18 KiB
057: Make logseq-cli sync download stream realtime progress and support long-running downloads
Summary
This document defines an execution-ready implementation plan for improving logseq-cli sync download for large graphs.
Today, the CLI waits for a single /v1/invoke response and uses a short default timeout. This creates two bad outcomes for large graph downloads:
- the terminal is silent while the snapshot is downloading and importing, and
- healthy long-running work may appear to fail because the CLI request timeout is too short.
The implementation should reuse the existing sync log/event infrastructure already used by the app, instead of creating a separate CLI-only progress system.
Decision records (confirmed)
The following decisions are fixed for implementation:
sync downloadtimeout strategy uses a command-level long-running policy (not a global timeout increase).- Progress logs are printed to
stdout. - Add
--progressoption forsync download. --progressdefaults totruefor human output.- For structured output modes (for example
json/edn), progress is automatically disabled unless the user explicitly passes--progress true. - Download progress log emission should be unified into shared worker/sync code (no duplicate app-only emission path for the same milestones).
Problem statement
logseq-cli sync download already uses the same db-worker-node and worker sync stack that powers app sync behavior, but it does not currently reuse the realtime event stream.
Relevant current-state facts:
- CLI sends a request to db-worker-node over
/v1/invokeand waits for one final response. - db-worker-node already exposes
/v1/eventsas an SSE event stream. - worker/app sync logic already emits
:rtc-logevents. - app/desktop already displays those logs.

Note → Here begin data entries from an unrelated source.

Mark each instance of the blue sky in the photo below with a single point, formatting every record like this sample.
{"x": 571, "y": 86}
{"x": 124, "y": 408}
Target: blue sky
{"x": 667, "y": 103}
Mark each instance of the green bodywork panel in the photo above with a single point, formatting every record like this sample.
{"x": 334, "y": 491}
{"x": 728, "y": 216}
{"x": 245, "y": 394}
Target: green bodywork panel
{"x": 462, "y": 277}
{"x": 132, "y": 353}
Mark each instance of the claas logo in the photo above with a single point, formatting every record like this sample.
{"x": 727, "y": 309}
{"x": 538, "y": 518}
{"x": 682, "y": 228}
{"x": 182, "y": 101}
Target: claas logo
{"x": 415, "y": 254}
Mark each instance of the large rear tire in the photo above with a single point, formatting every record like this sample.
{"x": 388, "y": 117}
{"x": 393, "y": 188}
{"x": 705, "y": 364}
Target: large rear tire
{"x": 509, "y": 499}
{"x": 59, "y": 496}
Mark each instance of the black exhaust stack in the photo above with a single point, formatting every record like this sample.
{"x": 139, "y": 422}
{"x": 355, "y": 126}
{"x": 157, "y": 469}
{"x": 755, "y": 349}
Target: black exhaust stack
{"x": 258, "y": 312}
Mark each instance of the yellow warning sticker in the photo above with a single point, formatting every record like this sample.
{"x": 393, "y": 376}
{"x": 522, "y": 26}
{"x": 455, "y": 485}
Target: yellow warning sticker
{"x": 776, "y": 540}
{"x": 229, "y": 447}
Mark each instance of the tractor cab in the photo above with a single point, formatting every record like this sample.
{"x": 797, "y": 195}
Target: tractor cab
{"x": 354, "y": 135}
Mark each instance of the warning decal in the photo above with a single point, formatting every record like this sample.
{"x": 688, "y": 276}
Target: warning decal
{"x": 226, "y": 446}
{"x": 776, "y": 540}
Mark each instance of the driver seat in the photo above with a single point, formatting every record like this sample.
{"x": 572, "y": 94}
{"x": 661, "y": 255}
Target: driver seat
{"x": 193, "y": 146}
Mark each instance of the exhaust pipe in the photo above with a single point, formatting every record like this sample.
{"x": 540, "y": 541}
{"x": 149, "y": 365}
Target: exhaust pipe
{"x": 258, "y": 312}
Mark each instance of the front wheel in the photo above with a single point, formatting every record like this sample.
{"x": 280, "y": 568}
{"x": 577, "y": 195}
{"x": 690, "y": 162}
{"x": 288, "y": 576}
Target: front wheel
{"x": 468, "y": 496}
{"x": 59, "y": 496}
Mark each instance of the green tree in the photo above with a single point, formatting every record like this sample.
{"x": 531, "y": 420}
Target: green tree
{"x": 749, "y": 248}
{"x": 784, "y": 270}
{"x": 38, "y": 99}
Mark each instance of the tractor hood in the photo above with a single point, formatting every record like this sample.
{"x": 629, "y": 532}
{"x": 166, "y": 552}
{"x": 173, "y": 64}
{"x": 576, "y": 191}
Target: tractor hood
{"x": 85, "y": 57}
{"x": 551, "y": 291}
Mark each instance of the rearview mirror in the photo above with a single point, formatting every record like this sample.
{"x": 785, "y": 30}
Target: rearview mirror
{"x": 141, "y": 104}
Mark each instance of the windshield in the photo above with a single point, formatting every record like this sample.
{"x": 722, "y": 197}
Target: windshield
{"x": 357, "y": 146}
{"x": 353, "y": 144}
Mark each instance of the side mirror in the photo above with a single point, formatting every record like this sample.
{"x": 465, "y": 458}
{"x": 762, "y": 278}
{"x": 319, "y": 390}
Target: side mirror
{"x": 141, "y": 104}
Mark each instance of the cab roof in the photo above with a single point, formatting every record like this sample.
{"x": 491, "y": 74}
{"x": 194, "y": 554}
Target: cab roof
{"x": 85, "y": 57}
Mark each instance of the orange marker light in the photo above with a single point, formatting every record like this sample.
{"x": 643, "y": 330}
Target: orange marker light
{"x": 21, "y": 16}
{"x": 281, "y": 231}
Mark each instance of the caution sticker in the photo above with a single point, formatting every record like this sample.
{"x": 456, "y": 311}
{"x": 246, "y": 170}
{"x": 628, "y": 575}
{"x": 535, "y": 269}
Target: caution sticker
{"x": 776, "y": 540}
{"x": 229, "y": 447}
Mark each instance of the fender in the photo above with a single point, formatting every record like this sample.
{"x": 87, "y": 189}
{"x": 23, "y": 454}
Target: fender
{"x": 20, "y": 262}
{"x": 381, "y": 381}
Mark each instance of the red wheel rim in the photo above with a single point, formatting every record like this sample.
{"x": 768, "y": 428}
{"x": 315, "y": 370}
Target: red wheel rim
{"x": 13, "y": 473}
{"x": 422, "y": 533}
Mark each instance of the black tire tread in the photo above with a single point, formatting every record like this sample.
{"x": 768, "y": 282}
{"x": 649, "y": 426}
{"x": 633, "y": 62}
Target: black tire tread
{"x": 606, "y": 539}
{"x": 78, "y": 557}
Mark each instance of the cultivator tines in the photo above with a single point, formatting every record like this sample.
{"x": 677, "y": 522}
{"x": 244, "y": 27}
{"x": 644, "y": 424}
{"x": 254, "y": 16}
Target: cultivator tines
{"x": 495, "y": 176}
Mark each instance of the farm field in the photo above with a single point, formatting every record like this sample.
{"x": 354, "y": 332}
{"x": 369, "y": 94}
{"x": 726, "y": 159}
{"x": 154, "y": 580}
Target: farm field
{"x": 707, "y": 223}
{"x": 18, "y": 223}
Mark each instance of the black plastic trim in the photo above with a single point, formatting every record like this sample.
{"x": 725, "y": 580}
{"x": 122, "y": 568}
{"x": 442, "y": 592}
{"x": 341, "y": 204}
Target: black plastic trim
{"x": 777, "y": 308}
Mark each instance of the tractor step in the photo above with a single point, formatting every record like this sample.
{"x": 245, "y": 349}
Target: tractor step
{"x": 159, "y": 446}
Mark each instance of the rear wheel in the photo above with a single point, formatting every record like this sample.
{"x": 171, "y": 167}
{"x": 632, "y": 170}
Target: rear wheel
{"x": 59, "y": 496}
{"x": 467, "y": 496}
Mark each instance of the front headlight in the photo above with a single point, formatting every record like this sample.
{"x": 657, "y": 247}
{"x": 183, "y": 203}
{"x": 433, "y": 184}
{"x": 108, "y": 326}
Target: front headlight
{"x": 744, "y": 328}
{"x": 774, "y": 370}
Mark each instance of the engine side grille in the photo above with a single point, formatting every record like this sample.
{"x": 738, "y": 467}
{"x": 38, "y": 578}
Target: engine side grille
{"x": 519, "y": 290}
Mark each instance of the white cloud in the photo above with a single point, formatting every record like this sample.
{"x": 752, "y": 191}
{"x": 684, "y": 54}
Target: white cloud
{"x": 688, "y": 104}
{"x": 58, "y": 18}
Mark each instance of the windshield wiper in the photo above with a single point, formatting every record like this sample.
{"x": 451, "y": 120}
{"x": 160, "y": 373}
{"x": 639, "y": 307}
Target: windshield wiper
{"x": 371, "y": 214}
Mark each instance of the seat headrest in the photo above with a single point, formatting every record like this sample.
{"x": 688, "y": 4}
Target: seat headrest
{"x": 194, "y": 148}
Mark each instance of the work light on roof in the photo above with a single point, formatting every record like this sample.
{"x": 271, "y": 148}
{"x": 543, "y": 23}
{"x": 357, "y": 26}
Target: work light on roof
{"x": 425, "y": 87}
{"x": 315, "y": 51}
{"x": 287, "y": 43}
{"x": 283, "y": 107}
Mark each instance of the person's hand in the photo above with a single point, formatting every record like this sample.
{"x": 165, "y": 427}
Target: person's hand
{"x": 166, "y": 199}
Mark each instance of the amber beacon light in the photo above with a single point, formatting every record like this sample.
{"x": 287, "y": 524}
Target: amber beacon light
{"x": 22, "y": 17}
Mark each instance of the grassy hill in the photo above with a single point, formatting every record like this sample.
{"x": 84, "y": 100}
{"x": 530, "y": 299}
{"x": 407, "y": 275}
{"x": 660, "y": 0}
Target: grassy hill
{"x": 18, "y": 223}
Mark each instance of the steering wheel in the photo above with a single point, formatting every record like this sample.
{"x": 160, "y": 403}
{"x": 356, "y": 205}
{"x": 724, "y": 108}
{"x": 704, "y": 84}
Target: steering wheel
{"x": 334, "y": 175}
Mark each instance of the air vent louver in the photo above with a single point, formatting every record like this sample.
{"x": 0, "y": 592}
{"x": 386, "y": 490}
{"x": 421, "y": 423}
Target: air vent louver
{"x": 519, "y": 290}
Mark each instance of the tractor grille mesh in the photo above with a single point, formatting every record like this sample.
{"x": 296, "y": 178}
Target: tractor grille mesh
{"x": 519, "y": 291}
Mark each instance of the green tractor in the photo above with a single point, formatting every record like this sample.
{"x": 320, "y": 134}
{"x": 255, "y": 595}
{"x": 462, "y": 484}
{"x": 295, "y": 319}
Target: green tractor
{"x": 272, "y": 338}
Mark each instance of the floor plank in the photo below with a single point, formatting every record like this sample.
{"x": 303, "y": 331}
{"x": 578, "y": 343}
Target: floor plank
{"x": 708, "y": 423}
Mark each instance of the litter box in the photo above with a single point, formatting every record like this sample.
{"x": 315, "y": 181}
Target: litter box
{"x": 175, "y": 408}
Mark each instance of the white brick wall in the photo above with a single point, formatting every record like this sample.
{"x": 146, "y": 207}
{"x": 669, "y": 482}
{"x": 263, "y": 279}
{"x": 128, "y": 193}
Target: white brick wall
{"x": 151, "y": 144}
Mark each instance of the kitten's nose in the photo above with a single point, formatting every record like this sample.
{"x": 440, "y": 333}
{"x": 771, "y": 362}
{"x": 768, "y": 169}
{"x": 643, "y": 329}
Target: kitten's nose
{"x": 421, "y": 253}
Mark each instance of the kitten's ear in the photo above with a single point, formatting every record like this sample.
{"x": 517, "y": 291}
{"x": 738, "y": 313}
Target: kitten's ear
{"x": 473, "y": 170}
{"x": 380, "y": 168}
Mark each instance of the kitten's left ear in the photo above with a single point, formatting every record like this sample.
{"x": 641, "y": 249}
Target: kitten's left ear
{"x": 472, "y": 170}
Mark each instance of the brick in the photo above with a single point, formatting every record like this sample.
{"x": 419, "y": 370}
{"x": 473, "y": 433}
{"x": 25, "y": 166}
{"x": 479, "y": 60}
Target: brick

- CLI transport defaults to a
10000ms timeout, which is not appropriate for a full graph snapshot download/import.
The implementation goal is therefore not to invent progress tracking from scratch. The goal is to make CLI consume and display the same progress events, and to change timeout behavior so long-running downloads can complete.
Goals
- Show realtime progress during
logseq-cli sync download. - Reuse the existing
:rtc-logevent model and db-worker-node SSE stream. - Unify download progress log emission into shared worker/sync code for the full download flow.
- Add
--progresstosync downloadwith default behavior enabled for human output. - Print progress to
stdout. - Automatically disable progress for structured output modes unless
--progress trueis explicitly set. - Prevent large graph downloads from failing under the generic short CLI timeout path.
- Preserve the final command result semantics and existing validation behavior.
Non-goals
- Redesign the sync protocol.
- Replace the app RTC log UI.
- Introduce a polling-based progress API.
- Change the existing success/failure meaning of
sync download. - Add a CLI-only event schema that diverges from app behavior.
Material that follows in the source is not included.